My wife Claire is the Bread Maker in Chief our household. She makes a couple of loaves a week, often sourdough, and it is marvelous stuff. But about once every three months, I have a go myself, and the other day I made these great looking croissants.
Croissants are, however, a lot of work. Over the course of several hours, you have to repeatedly take the rectangular slab of interleaved dough and butter, turn it, roll it, carefully fold it over itself, and put it back in the fridge. In truth, it’s not that it’s a lot of work: each rolling out and reshaping only takes 5 or 10 minutes. It’s mostly that you have to do it a number of times, so you end up interrupting your day to do this same thing every hour, to achieve the many fine layers that make croissants so delicious.
And they are delicious, too. The end result is amazing. With just butter, the classic strawberry jam, or especially Nutella. (Almost everything is amazing with Nutella, now I think about it)
Here’s the thing, though: no matter how fabulous the result – twice as good as shop-bought ones, I assure you – you have to enjoy the process of getting there. Otherwise it isn’t going to happen. Like many of us, I find it hard to make myself do something unpleasant just to get a happy outcome.
But if we’re not careful, we find ourselves stuck in these loops all the time in our life: I’ll be happy when I’ve got a new car (which will involve scrimping and saving in the meantime), or when I’ve lost this weight (which will involve a difficult diet), or when it gets to Friday night (when this endless work week has finished).
This is Conditional Happiness: I’ll be happy if X happens, or when I’ve got Y, or not until Z. All of which is very unhelpful, as it means you’re not letting yourself be happy right now. That’s not good for you. You need to stop that, right now.

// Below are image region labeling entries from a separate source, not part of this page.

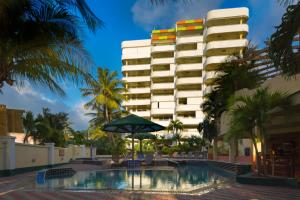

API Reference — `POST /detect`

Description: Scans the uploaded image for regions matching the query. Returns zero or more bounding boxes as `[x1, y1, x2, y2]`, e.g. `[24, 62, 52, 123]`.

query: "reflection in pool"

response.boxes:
[37, 165, 231, 191]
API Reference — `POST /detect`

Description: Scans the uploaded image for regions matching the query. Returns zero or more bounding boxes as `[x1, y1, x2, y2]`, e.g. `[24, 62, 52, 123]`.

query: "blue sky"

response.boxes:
[0, 0, 285, 129]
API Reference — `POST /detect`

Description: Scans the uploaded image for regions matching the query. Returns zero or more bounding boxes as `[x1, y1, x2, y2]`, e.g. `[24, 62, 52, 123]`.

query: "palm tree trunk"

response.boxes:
[250, 133, 261, 175]
[105, 106, 115, 144]
[261, 137, 268, 175]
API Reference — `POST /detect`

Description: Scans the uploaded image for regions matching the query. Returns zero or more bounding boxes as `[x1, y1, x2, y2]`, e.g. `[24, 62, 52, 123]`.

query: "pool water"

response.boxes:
[37, 165, 229, 191]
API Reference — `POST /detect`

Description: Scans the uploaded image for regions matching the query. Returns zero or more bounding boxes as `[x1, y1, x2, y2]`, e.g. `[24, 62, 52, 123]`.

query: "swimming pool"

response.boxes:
[37, 165, 230, 192]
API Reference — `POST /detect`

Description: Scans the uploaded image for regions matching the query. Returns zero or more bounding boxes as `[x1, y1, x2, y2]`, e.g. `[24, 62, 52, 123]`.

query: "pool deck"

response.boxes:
[0, 164, 300, 200]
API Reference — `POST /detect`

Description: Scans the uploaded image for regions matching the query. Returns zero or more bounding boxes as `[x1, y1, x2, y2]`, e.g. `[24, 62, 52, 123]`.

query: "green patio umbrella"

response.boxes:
[126, 133, 156, 152]
[102, 114, 165, 160]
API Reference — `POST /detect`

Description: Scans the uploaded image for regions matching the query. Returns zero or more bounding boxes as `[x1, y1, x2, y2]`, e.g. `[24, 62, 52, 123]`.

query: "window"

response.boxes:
[178, 98, 187, 105]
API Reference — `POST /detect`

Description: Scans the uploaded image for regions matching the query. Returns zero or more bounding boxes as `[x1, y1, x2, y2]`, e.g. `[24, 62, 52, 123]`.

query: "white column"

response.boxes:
[80, 144, 86, 158]
[0, 136, 16, 170]
[213, 138, 218, 160]
[91, 147, 97, 159]
[45, 143, 54, 166]
[229, 139, 238, 163]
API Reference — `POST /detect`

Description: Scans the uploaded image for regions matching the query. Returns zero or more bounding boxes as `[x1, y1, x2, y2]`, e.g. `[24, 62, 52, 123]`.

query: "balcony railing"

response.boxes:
[176, 77, 203, 85]
[176, 63, 203, 72]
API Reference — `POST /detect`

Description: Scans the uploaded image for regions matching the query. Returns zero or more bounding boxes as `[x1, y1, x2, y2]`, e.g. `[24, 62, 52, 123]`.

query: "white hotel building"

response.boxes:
[122, 8, 249, 136]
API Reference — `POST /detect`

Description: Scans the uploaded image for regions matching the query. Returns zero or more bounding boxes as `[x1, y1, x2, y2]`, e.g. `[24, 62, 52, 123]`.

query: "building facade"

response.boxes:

Mindfulness can help: pay attention to the little details of whatever it is you’re doing. Look at the smallest part of it, the tiniest step, and see beauty in the precision and detail there. God is in the details, they say.
Sometimes, it helps to remember that there is always someone who absolutely loves the thing you’re doing. Think why they might enjoy it, and see if you can find the same.
We can also take joy in the step by step progress of the work. One good trick is to focus on the smaller number, so if you have to swim 50 lengths for your exercise, start by counting up (I’ve done the first one, five, ten lengths), then switch to counting down when you’re over half way (only twenty more to go, only ten, last five!).
I enjoy making the croissants. My wife loves the process of making bread. Sure, the results are great, but it’s the process that’s just as enjoyable.